Overview: Asian real estate securities are up 17.53% YTD in USD, supported by recovering REITs/Developers, positive FX, and falling rates reigniting investor interest. Lower borrowing costs in Asia ex-Japan enable earnings upgrades and accretive acquisitions, while a weak USD, low growth, and falling rates continue to support positioning in the sector.

  • Japan: JREITs up 11.9% since January but still trade at a 13% NAV discount. Ongoing asset sales and buybacks continue, while BOJ remains cautious amid US-Japan trade tensions. Fundamentals in Office and Hotels remain strong, and rising construction costs are limiting new supply.
  • Australia: The RBA is expected to cut rates later this year, with inflation within target and labour markets softening and part-time jobs declining. We are maintaining overweights in Residential-Diversified, Retail, and Self-Storage. Macro data is expected to drive prices ahead of August earnings.

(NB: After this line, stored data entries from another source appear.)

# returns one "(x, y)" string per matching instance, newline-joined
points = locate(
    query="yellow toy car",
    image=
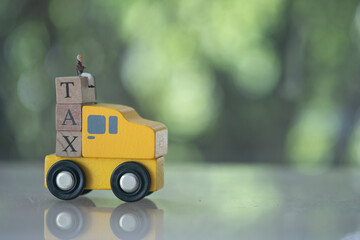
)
(103, 146)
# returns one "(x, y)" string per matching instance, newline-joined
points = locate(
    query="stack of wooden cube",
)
(71, 94)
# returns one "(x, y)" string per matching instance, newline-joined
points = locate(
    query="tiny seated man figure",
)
(80, 71)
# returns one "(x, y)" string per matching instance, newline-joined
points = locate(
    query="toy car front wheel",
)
(130, 182)
(65, 180)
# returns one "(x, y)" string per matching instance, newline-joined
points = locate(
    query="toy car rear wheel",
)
(65, 180)
(130, 182)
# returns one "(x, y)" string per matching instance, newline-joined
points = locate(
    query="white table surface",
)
(198, 202)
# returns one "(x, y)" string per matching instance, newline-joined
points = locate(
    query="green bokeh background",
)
(264, 81)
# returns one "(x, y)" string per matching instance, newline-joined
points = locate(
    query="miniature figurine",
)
(102, 146)
(80, 71)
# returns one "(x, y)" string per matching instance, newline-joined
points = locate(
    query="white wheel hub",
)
(64, 220)
(129, 182)
(128, 222)
(65, 180)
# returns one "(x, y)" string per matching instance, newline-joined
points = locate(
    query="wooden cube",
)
(68, 117)
(68, 144)
(74, 90)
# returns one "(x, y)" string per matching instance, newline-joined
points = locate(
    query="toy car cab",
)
(103, 146)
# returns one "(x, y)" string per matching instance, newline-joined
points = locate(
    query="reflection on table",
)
(83, 220)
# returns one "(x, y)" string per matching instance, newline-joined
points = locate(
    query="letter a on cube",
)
(68, 144)
(68, 117)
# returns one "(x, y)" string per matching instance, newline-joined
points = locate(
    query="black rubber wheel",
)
(138, 215)
(77, 173)
(86, 191)
(70, 211)
(143, 181)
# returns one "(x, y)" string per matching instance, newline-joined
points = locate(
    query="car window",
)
(113, 125)
(96, 124)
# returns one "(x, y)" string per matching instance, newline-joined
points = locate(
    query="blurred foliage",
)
(238, 81)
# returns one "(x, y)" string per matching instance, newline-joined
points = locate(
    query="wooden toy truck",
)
(102, 146)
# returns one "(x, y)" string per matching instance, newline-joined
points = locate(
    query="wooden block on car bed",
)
(74, 90)
(68, 143)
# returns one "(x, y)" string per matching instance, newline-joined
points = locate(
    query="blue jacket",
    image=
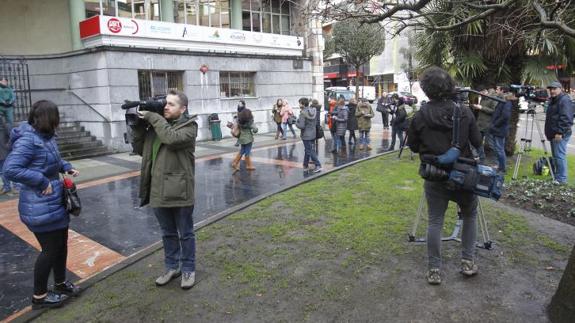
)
(500, 120)
(559, 117)
(34, 161)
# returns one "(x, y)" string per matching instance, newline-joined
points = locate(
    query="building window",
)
(155, 83)
(237, 84)
(268, 16)
(210, 13)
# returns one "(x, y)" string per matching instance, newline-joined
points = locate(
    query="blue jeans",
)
(310, 153)
(5, 182)
(364, 137)
(246, 149)
(8, 113)
(559, 151)
(499, 147)
(178, 237)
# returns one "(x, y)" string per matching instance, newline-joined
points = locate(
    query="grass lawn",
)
(336, 249)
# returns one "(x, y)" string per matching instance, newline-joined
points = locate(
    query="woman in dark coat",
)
(35, 163)
(352, 120)
(399, 123)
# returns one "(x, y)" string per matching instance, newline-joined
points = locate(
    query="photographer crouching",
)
(167, 144)
(431, 133)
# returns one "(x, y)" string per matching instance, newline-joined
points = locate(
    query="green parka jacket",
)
(169, 180)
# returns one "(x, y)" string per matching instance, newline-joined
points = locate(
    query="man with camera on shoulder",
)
(431, 133)
(167, 144)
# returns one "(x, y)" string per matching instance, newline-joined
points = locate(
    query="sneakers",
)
(167, 277)
(468, 267)
(51, 300)
(188, 280)
(433, 276)
(67, 288)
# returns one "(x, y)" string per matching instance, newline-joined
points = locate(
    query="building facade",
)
(88, 56)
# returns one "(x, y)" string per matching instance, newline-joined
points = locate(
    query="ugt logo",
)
(114, 25)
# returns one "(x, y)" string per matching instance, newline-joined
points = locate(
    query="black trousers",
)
(52, 258)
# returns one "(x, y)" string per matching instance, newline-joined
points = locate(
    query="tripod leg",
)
(417, 218)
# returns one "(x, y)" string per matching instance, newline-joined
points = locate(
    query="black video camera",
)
(529, 92)
(155, 104)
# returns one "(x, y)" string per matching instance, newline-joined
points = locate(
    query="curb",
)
(88, 282)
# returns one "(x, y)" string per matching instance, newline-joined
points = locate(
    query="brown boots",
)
(237, 160)
(249, 165)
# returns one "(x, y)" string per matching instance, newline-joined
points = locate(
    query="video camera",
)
(529, 92)
(155, 104)
(458, 172)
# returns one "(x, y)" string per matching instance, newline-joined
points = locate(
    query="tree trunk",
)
(562, 306)
(357, 82)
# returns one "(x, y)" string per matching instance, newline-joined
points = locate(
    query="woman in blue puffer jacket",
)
(34, 162)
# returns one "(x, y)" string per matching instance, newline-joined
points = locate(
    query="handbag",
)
(70, 197)
(318, 132)
(72, 201)
(236, 130)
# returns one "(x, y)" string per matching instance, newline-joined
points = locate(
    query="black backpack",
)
(542, 162)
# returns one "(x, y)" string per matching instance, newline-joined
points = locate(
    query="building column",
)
(167, 10)
(77, 14)
(236, 14)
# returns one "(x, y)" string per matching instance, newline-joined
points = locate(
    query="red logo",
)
(114, 25)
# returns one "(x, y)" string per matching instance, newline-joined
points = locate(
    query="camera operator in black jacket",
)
(430, 133)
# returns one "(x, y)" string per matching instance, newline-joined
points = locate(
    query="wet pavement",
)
(112, 226)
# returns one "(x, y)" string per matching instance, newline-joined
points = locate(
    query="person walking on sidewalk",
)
(558, 123)
(431, 133)
(382, 106)
(286, 113)
(364, 114)
(246, 139)
(7, 99)
(340, 117)
(499, 127)
(352, 121)
(307, 122)
(167, 144)
(35, 163)
(4, 149)
(399, 123)
(276, 112)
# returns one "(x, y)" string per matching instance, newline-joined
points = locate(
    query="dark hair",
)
(181, 97)
(437, 84)
(44, 117)
(245, 117)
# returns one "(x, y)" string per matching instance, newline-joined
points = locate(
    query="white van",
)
(367, 92)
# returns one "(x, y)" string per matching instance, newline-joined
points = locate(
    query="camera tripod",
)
(527, 140)
(487, 243)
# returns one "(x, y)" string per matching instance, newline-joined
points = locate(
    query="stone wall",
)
(90, 86)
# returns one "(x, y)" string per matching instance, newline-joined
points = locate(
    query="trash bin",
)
(215, 128)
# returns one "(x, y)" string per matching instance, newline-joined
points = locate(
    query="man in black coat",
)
(558, 123)
(430, 133)
(499, 127)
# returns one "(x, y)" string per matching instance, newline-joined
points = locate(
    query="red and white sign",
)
(114, 25)
(104, 30)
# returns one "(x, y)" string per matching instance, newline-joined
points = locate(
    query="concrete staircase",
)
(75, 142)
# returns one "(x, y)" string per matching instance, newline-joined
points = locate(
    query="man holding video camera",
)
(431, 133)
(558, 123)
(167, 144)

  • Hong Kong: HK real estate stocks rose over 20% in H1 2025, supported by falling rates, recovering retail, residential and tourism activity, and underweight investor positioning. HK Land has led gains on asset sales, buybacks, and dividend enhancement, while large-cap developers remain at wide NAV discounts.
  • Singapore: Large-cap SREITs are trading at 2025 highs, supported by falling rates reducing refinancing costs and enabling DPU-accretive deals. The recent NTT Global Data Center REIT IPO was 2.5x oversubscribed with an initial 7.5% yield. New residential cooling measures are unlikely to materially impact the sector.

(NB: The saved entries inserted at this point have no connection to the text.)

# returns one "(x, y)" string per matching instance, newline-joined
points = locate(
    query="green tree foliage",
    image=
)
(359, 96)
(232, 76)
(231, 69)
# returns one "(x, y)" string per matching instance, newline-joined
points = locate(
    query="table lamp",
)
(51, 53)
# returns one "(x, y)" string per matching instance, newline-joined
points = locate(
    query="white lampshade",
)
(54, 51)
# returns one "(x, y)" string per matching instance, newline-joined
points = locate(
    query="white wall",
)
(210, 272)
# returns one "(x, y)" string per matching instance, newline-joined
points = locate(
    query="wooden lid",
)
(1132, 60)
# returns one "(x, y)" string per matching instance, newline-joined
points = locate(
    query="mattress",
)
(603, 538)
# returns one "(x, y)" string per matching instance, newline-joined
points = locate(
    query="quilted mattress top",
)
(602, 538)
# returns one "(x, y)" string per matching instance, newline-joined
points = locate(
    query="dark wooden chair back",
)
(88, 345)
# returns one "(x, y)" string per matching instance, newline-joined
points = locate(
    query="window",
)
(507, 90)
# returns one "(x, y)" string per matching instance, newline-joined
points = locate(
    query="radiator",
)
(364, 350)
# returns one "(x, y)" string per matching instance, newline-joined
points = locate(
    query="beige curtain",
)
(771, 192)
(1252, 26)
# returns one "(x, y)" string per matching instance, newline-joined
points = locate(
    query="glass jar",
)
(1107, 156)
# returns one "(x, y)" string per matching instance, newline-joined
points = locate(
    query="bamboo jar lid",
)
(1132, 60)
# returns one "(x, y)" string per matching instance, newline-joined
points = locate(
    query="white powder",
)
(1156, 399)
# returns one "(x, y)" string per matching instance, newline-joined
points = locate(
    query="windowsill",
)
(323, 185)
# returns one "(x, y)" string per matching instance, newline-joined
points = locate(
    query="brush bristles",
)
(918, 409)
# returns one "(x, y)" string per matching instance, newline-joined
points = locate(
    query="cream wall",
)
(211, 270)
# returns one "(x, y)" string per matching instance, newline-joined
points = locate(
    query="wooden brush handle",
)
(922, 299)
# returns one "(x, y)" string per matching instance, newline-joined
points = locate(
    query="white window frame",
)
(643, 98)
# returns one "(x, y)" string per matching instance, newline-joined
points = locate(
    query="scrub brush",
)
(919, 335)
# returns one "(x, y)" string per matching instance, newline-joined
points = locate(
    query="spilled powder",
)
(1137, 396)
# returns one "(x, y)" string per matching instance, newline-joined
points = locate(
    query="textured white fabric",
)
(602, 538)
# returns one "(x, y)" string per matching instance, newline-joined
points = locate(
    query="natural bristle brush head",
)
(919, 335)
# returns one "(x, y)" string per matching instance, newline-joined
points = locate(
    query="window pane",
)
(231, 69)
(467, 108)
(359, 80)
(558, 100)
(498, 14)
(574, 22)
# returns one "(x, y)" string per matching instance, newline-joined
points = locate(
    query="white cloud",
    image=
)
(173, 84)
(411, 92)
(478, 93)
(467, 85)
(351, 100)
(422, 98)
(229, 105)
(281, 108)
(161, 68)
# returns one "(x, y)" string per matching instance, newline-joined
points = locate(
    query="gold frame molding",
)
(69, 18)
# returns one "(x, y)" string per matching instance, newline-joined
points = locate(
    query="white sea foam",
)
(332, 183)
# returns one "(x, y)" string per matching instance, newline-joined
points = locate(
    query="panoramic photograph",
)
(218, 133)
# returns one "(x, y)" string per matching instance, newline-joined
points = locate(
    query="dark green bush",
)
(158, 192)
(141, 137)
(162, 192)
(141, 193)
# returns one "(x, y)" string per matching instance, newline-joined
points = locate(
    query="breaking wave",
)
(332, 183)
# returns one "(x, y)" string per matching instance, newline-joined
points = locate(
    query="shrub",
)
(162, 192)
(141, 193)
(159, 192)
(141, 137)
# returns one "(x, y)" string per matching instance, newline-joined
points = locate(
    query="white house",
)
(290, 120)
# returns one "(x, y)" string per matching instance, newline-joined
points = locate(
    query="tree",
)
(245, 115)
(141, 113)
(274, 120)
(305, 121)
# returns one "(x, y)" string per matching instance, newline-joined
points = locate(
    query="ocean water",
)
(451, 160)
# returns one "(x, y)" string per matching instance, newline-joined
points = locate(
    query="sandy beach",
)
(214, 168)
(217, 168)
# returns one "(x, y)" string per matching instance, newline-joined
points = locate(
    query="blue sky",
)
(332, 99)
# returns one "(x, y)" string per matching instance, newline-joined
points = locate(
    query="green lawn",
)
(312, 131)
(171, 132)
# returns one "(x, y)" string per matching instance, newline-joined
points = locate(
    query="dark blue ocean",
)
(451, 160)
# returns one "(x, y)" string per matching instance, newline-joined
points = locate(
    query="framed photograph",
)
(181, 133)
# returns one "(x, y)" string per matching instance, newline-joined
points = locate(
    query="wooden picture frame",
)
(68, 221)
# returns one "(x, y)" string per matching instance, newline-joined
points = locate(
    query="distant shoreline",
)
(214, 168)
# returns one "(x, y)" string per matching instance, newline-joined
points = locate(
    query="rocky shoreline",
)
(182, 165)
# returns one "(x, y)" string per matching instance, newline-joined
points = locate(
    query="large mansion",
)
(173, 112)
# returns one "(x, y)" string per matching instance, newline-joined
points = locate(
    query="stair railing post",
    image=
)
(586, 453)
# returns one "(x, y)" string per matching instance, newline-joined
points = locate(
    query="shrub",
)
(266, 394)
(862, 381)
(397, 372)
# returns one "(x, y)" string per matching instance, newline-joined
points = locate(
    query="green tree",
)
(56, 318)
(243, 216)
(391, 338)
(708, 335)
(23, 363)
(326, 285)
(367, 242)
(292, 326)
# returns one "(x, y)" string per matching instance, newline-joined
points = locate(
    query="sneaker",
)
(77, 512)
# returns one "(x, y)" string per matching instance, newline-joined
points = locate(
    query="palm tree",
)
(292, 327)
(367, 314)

Overall: We maintain a cautiously optimistic view on Asian REITs, supported by falling interest rates across Asia ex-Japan, which enable lower financing costs and open the door for accretive acquisitions. Singapore exemplifies this trend, with Capitaland Ascendas acquiring assets at attractive cap rates using low-cost debt and equity raised at a premium to NAV.

Regional Highlights:

  • Japan: JREITs have outperformed equities in 2025 despite rising bond yields, driven by wide valuation discounts and buybacks. While refinancing at higher rates is a headwind, rental growth from expiring COVID-era leases and strong fundamentals in office, hotel, and urban retail sectors provide earnings support. JREITs are preferred over developers at this stage.
  • Australia: Ex-Goodman, REITs have rallied with names like Charter Hall and Mirvac seeing strong gains. Valuations are now full in some names, prompting rotation to undervalued plays like National Storage REIT, which may benefit from consolidation trends and takeover potential. Exposure to Australia has been trimmed in favor of better value in Singapore.

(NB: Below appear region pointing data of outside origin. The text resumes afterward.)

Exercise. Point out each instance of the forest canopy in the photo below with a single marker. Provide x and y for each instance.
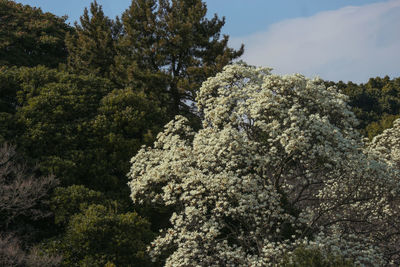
(142, 140)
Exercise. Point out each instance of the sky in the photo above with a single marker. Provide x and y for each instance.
(348, 40)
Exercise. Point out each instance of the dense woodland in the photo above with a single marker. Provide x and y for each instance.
(78, 102)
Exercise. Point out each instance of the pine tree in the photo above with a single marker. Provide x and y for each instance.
(92, 48)
(173, 43)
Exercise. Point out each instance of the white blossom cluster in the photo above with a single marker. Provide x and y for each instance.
(276, 164)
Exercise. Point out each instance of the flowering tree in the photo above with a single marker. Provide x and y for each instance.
(277, 165)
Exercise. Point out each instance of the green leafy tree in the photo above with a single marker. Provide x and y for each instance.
(29, 37)
(68, 201)
(99, 235)
(91, 48)
(376, 103)
(314, 257)
(78, 126)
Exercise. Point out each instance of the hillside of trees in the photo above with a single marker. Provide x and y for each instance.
(134, 141)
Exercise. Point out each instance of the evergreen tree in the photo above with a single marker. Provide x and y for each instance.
(29, 37)
(92, 48)
(173, 43)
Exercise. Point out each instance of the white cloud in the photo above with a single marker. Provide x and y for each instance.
(351, 43)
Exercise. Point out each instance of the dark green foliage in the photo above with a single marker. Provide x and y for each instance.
(78, 127)
(91, 48)
(68, 201)
(171, 43)
(303, 257)
(55, 112)
(375, 103)
(29, 37)
(99, 235)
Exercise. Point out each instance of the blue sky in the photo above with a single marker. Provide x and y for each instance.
(336, 40)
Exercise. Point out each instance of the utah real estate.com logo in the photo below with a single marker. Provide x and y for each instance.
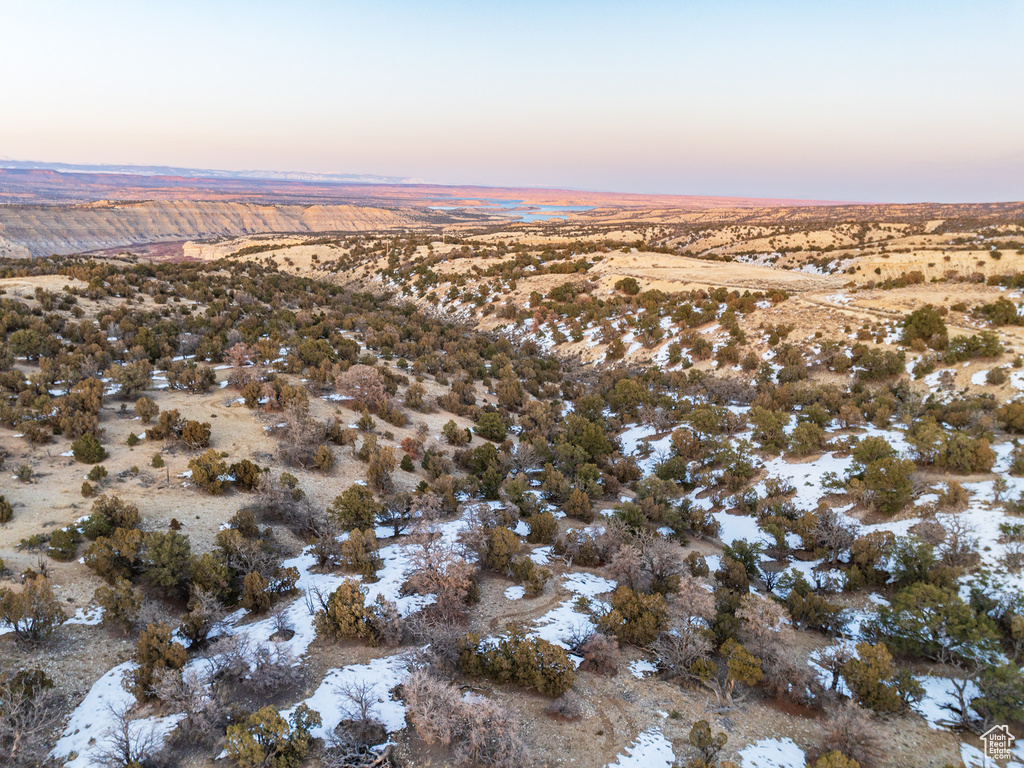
(998, 742)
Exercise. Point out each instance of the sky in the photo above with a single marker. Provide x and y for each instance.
(867, 101)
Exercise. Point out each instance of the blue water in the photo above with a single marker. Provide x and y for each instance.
(536, 212)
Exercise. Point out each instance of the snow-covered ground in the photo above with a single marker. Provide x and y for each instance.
(649, 750)
(772, 753)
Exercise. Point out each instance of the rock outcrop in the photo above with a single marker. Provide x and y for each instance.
(42, 230)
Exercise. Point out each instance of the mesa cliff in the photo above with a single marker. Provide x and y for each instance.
(42, 230)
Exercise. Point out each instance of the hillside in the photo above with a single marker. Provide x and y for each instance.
(633, 488)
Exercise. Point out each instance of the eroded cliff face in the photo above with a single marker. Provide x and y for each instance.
(42, 230)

  • Hong Kong: Ultra-low HIBOR levels and recovering residential demand support REITs and Developers, particularly those with floating rate debt. Retail REITs benefit from stabilizing sales and moderating outbound travel. Link REIT and Fortune REIT may gain from Stock Connect inclusion. Caution remains for the oversupplied Central office market.
  • Singapore: Large-cap SREITs (CICT, CLAR, Frasers Centrepoint) offer compelling relative value. Despite rate cuts, sector underperformance persists, but the high yield spread over rates is expected to attract rotation from banks. Accretive acquisition pipelines and potential growth in data centers and healthcare assets add upside.